Support » Plugin: Disable REST API » ANY logged-in visitor can view the disabled endpoints

  • The plugin uses a is_user_logged_in() check to grant access to disabled REST API endpoints. I run a membership site for one year and just realized it now, that any logged in visitor STILL HAVE ACCESS to any disabled REST API endpoints.

    This should be very explicit, and there should be a setting in the plugin settings page to set the minimum role for the user to have access to the disabled endpoints.

Viewing 1 replies (of 1 total)
  • Plugin Author Dave McHale

    (@dmchale)

    Hi Lucas,

    First, thanks for using the plugin! I’m sorry it was not clear to you how the plugin worked. I can try to update the description of the plugin for others in the future to make it more explicit. It is mentioned (and explicitly so, in one of the FAQ items) but could probably be highlighted better.

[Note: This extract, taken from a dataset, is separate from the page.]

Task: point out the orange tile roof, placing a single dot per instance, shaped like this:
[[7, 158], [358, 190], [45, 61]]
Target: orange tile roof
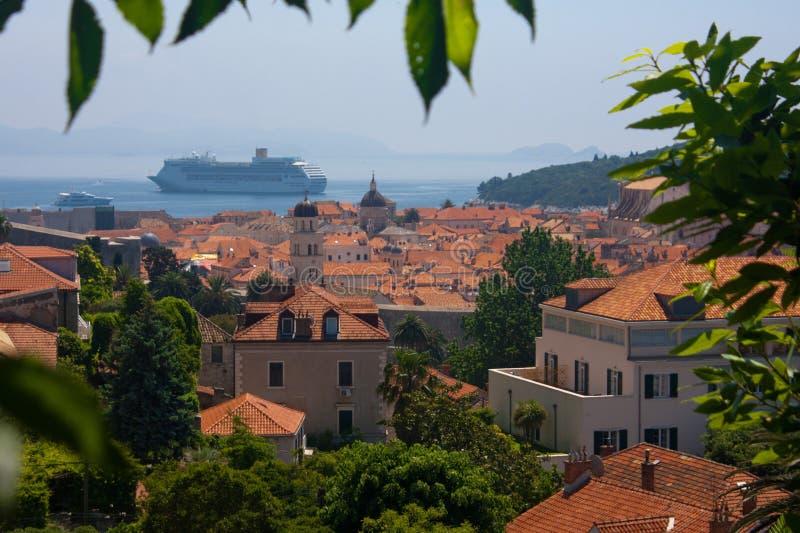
[[315, 301], [263, 417], [25, 275], [210, 332], [33, 341], [685, 489], [634, 297]]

    Second, the issue of using Roles is tricky in WordPress due to the nature of them since they are not truly hierarchical and there is no “Minimum Role” to assign. Since themes or plugins can adjust the default capabilities of roles, and even add new roles themselves, it’s impossible to guess at what Role is “above” another one. True, you can look at the DEFAULTS and say that permissions (“capabilities”, in WordPress nomenclature) are added as you move up the ranks of Subscriber -> Contributor -> Author -> Editor -> Administrator, but it’s not REALLY a direct line because of the “pluggable” nature of WP. For example, I would guess the membership plugin on your site creates there is a completely new Role that your users belong to, which isn’t one of the default 5 that I just mentioned… and it probably has custom capabilities which don’t exist in a default WordPress website as well.

    Being able to selectively choose which of the Roles are on/off (individually, not as a “minimum Role of” selection) at a system-wide level is probably the best that we could do in the short term. Two of the reasons I have not done so to date is 1) I’ve gotten very few requests for this feature and 2) I’m sure it would open Pandora’s Box to admins wanting the ability to this for every individual endpoint as well, which I haven’t had the free time to figure out the best way to implement. It’s possible, but not a trivial update.

    In the future, if you have a feature request or a question/issue with the plugin I’d suggest using the Support Forum to ask a question rather than leaving a review or better yet, feel free to check out the github repository and create an Issue (and/or a PR) there, I respond to everything there as well https://github.com/dmchale/disable-json-api

    Cheers!

Viewing 1 replies (of 1 total)
  • The topic ‘ANY logged-in visitor can view the disabled endpoints’ is closed to new replies.